Finding Torque, Angular Velocity & Potential Energy of a Uniform Rod

[grouchy]

A uniform rod has length 87 m and mass 8 kg. A mass of 8 kg is attached at one end. The other end of the rod is pivoted about the horizontal axis.

a) determine the torque immediately after the rod-plus-mass system is released from the horizontal position.

b) After the rod-plus-mass system is released, it rotates freely. Determine its angular velocity as the rod passes through the vertical direction. Answer in units of s^-1

c) The angle between the instantaneous position of the rod and the initial horizontal direction is 67 degrees. How much potential energy is released in going from 0 degrees to 67 degrees?

 

[grouchy]

A uniform rod has length 87 m and mass 8 kg. A mass of 8 kg is attached at one end. The other end of the rod is pivoted about the horizontal axis.

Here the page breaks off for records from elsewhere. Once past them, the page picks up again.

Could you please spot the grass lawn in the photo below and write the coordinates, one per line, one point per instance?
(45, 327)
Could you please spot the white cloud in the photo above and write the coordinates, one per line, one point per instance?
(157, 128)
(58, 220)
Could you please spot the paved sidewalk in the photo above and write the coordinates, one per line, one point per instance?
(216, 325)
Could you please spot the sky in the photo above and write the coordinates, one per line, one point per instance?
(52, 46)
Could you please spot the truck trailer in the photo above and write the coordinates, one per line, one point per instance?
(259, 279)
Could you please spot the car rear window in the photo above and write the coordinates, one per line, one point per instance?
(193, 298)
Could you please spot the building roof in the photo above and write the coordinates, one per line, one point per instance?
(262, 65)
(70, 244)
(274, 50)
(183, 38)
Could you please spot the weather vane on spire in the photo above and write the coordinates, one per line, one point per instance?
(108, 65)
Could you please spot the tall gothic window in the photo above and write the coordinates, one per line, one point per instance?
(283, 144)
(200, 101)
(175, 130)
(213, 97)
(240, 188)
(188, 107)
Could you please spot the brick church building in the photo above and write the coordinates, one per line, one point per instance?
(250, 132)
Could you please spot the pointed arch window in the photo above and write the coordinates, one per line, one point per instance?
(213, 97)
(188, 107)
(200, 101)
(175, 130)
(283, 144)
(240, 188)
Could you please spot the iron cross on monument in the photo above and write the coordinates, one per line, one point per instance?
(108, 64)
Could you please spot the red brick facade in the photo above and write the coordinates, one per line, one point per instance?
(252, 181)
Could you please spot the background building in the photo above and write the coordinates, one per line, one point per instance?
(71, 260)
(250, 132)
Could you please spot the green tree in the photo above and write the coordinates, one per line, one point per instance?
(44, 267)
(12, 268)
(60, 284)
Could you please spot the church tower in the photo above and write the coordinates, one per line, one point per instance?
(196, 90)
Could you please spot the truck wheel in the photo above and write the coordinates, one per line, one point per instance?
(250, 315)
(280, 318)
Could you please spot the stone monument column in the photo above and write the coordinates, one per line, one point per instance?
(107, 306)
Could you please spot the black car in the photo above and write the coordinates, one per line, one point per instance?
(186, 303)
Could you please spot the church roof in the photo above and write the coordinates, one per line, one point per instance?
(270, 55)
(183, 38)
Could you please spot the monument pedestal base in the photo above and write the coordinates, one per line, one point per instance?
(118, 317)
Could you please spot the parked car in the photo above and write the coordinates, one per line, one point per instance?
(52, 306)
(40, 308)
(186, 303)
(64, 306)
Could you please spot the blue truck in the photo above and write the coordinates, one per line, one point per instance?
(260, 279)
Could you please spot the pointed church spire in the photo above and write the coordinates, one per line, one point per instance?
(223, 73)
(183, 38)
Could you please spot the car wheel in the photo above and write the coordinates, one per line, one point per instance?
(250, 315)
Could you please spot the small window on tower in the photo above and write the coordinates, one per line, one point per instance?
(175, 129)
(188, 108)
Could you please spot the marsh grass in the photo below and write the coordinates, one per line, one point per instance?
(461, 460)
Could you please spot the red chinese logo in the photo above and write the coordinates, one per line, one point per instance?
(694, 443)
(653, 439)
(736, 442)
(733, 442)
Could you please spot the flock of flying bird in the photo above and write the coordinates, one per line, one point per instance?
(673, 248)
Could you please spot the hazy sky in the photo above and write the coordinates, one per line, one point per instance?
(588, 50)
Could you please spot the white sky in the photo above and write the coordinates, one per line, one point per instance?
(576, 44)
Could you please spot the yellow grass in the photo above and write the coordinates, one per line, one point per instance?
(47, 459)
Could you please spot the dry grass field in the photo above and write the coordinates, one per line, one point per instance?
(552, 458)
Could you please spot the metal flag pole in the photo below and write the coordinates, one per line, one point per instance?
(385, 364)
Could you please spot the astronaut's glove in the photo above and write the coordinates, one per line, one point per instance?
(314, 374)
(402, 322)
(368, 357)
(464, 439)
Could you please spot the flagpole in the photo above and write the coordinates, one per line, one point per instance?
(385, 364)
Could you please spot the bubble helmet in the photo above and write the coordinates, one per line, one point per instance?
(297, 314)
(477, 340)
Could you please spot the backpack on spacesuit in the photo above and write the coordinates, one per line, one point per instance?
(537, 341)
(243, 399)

a) determine the torque immediately after the rod-plus-mass system is released from the horizontal position.

b) After the rod-plus-mass system is released, it rotates freely. Determine its angular velocity as the rod passes through the vertical direction. Answer in units of s^-1

c) The angle between the instantaneous position of the rod and the initial horizontal direction is 67 degrees. How much potential energy is released in going from 0 degrees to 67 degrees?

I found how to do part a

T = m(rod)gl +m(mass)gr
T = 8(9.8)(87) + 8(9.8)(43.5)
T = 10231.2 kgm^2/s^2

still got no clue how to attack b or c.

 

[grouchy]

A uniform rod has length 87 m and mass 8 kg. A mass of 8 kg is attached at one end. The other end of the rod is pivoted about the horizontal axis.

a) determine the torque immediately after the rod-plus-mass system is released from the horizontal position.

b) After the rod-plus-mass system is released, it rotates freely. Determine its angular velocity as the rod passes through the vertical direction. Answer in units of s^-1

c) The angle between the instantaneous position of the rod and the initial horizontal direction is 67 degrees. How much potential energy is released in going from 0 degrees to 67 degrees?

Found b...
Στ=I*α

I=8*87^2/3+8*87^2
I=80736

α=0.127 rad/s^2

θ=π/2

using energy
m*g*h=.5*m*v^2=.5*I*ω^2

9.81*(8*43.5+8*87)=.5*80736*ω^2
0.50 rad/s

P.S. Any help with c?